Speaker
Description
Low Gain Avalanche Diodes (LGADs) is one of the most promising sensing technologies for future 4D-tracking applications and has recently been qualified to be used in the ATLAS and CMS timing detectors for the HL-LHC upgrade. LGADs achieve an excellent timing performance due to the presence of an internal gain that improves the signal-to-noise ratio.
These detectors are designed to exhibit a moderate gain with an increase of the reverse voltage. However, the value of the gain strongly depends on the temperature. Thus, operation voltage and temperature must be kept under control in the experiments to maintain the gain within the required values. A reduction in the reverse bias or an increase in the temperature will reduce the gain significantly.
A further mechanism impacting on the gain was recently observed in LGADs. The gain measured in these devices highly depends on the charge density generated by a laser or particle in the bulk. Measurements performed with different detectors under different conditions showed that ionizing processes that induce less charge density in the detector bulk lead to an increase in the detector’s measured gain.
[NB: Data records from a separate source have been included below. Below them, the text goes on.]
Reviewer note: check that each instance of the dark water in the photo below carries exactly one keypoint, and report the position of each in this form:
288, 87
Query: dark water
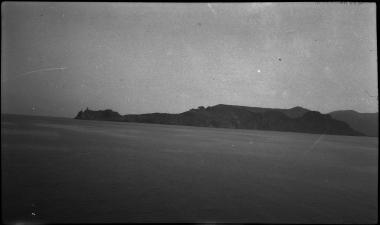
62, 170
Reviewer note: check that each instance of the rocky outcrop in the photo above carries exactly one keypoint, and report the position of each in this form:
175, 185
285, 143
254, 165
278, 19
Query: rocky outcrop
296, 119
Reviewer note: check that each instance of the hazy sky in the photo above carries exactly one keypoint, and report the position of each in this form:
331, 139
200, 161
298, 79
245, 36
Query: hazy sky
58, 58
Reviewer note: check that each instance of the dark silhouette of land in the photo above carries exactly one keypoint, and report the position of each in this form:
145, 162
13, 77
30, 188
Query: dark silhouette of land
295, 119
366, 123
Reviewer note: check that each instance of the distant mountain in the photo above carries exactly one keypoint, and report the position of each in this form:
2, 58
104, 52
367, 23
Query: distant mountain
366, 123
296, 119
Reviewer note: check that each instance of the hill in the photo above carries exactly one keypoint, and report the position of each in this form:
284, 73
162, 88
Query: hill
296, 119
366, 123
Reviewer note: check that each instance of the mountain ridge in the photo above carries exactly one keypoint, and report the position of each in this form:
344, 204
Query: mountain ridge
296, 119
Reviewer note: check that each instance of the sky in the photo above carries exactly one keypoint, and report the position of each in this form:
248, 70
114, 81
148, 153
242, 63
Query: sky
58, 58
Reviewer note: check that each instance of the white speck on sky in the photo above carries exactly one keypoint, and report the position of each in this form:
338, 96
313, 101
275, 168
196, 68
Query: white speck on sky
60, 57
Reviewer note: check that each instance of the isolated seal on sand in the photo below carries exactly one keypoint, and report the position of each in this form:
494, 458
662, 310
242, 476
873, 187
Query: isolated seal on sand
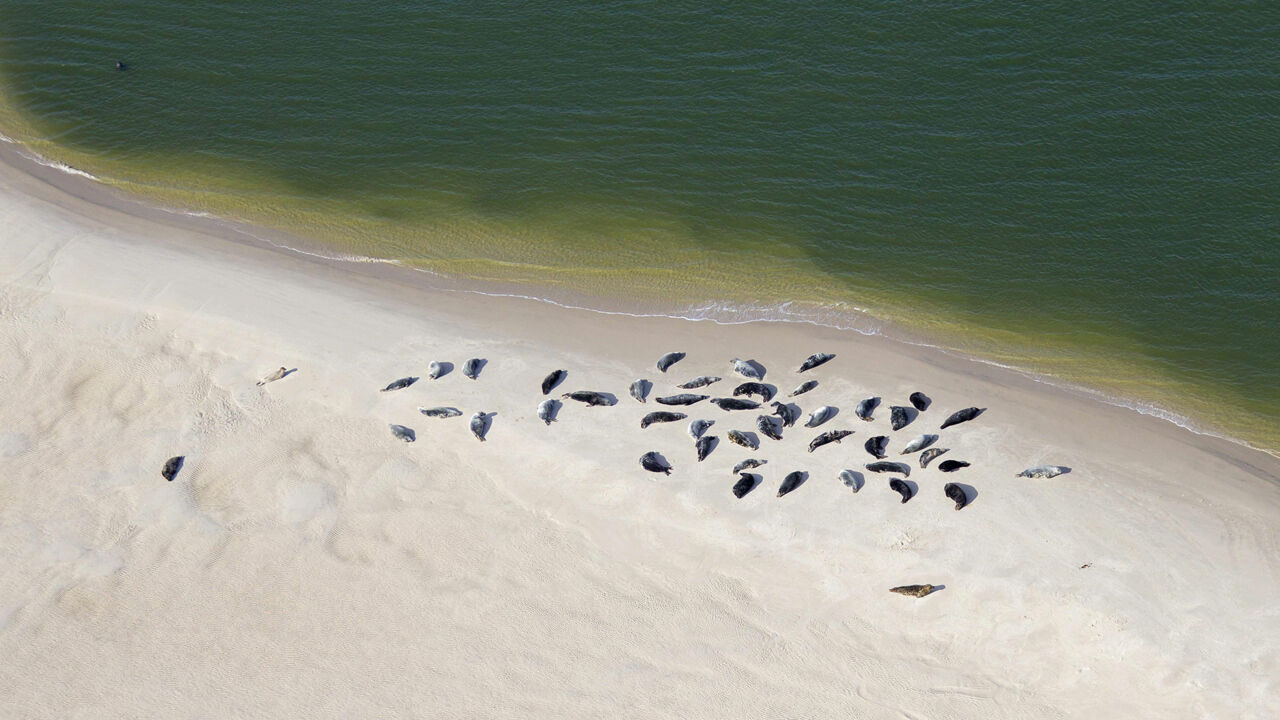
668, 360
914, 591
403, 433
1043, 472
653, 463
661, 417
961, 417
900, 488
803, 388
439, 411
791, 482
172, 466
877, 446
814, 360
928, 455
752, 387
400, 384
828, 437
553, 379
698, 428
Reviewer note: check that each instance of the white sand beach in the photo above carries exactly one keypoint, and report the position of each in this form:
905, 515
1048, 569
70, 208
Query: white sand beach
307, 564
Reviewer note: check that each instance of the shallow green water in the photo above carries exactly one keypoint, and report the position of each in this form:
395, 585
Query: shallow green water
1083, 188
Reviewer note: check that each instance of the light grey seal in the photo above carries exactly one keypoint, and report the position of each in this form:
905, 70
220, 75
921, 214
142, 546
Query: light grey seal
661, 417
480, 424
1043, 472
439, 411
928, 455
920, 442
668, 360
814, 360
172, 466
961, 417
548, 409
698, 428
640, 390
821, 415
403, 433
400, 384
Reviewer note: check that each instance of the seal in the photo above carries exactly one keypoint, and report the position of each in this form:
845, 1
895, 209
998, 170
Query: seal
548, 409
668, 360
661, 417
956, 495
900, 488
590, 397
768, 427
553, 379
865, 408
403, 433
472, 367
439, 411
682, 399
172, 466
745, 483
748, 369
928, 455
900, 417
803, 388
920, 442
961, 417
827, 437
787, 413
791, 482
704, 446
698, 428
1043, 472
882, 466
640, 390
400, 384
727, 404
654, 463
814, 360
821, 415
480, 424
914, 591
746, 440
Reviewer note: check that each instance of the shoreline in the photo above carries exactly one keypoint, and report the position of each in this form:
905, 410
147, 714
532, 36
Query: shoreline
92, 191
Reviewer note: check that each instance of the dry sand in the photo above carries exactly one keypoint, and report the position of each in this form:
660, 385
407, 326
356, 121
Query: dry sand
307, 564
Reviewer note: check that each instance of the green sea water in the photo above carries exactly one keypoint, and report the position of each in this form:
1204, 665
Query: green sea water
1088, 190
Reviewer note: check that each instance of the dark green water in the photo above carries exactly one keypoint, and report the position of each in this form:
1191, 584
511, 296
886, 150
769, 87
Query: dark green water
1083, 188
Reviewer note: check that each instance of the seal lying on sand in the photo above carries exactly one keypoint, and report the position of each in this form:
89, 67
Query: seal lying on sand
828, 437
172, 466
553, 379
961, 417
653, 463
400, 384
661, 417
900, 488
668, 360
1043, 472
914, 591
814, 360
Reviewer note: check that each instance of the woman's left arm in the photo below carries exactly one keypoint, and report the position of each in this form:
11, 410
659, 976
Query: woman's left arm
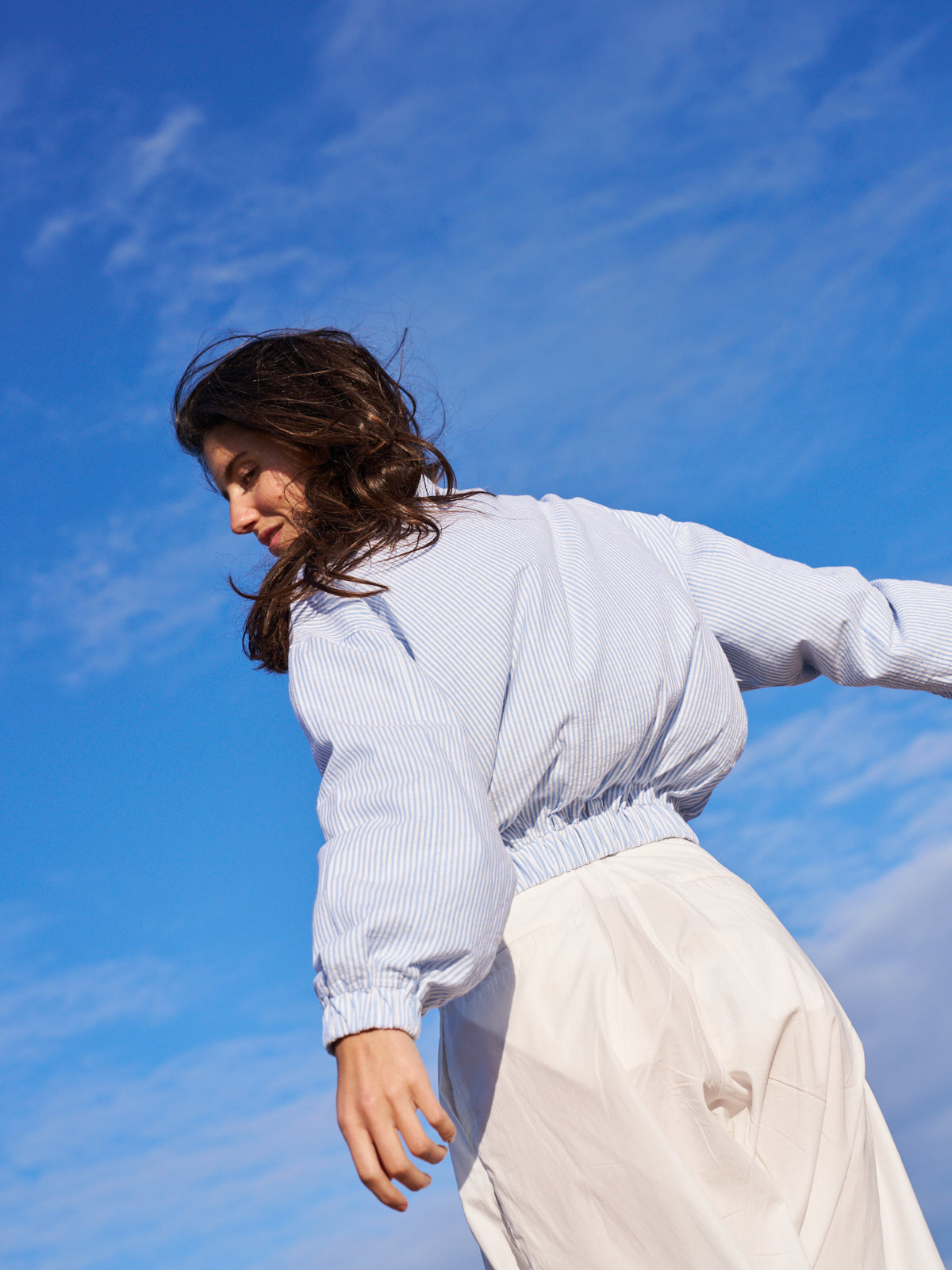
782, 622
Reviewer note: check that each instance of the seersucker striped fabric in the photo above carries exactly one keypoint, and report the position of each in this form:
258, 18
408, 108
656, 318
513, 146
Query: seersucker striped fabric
550, 683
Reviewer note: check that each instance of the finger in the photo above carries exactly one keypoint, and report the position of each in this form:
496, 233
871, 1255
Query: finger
371, 1172
432, 1108
416, 1141
395, 1161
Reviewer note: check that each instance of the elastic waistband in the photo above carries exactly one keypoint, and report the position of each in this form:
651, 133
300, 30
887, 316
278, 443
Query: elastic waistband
578, 842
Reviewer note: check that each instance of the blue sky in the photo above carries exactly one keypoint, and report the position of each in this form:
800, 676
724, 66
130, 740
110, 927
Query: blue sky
689, 257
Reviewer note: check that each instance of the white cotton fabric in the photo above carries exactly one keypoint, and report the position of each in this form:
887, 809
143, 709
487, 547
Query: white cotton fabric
550, 683
653, 1075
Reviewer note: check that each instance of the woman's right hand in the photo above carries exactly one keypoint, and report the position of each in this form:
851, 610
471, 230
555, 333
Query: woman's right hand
381, 1085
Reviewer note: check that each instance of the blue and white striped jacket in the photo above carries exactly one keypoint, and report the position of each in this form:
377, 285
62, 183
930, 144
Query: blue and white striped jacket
549, 683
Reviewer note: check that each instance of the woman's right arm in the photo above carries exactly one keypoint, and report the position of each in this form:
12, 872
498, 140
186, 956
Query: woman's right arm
414, 886
414, 880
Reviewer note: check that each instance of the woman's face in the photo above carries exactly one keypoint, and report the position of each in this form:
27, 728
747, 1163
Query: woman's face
260, 479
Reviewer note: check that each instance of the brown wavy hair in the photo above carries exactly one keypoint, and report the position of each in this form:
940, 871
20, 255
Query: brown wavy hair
353, 425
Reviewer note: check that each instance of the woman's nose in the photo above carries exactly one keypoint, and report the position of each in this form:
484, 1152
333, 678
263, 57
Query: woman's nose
243, 516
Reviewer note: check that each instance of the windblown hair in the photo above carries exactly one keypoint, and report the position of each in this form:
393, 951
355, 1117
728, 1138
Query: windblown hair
353, 427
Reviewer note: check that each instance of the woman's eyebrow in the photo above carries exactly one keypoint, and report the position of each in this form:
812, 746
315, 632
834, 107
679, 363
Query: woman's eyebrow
228, 474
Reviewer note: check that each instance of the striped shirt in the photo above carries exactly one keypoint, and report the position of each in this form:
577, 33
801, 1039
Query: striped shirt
551, 683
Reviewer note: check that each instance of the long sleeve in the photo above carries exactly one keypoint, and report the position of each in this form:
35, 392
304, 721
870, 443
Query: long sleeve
414, 882
782, 622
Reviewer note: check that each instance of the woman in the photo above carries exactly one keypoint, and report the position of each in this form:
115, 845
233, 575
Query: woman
516, 708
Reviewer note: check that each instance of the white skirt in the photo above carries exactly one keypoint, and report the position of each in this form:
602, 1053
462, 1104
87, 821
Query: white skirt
654, 1076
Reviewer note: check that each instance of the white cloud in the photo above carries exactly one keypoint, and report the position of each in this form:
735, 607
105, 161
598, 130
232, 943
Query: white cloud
37, 1015
886, 950
152, 156
228, 1155
143, 586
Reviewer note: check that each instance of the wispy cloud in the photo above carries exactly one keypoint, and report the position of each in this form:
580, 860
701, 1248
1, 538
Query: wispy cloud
655, 188
38, 1015
225, 1155
888, 952
829, 799
143, 586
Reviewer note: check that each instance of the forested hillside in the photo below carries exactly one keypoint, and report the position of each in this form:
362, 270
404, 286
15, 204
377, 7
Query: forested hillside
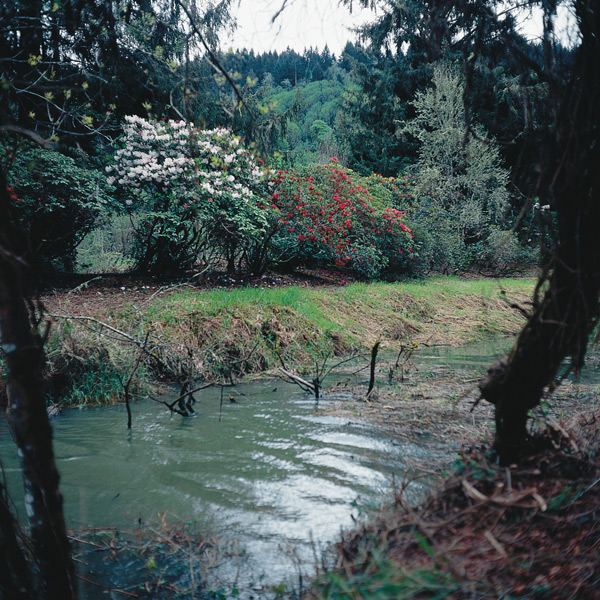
447, 139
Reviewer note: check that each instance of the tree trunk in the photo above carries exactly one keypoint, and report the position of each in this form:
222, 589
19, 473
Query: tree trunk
563, 320
23, 354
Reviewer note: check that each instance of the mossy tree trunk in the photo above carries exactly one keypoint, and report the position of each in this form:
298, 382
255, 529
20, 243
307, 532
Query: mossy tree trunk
23, 353
565, 315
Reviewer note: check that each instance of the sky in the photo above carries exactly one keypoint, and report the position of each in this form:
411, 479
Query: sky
302, 24
316, 23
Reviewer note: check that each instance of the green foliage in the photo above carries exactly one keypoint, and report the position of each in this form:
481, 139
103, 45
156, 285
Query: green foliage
58, 202
458, 179
327, 216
Measurements were already conducted with IR-laser and Sr-90 in the lab confirming this mechanism. In this talk, we will present new measurements performed with a table-top Two Photon Absorption TCT system in a 300 um thick LGAD. Using this technique, very high charge carrier densities can be created inside the detector bulk at different depths that lead to different signal gain values. We present a model describing the observed data.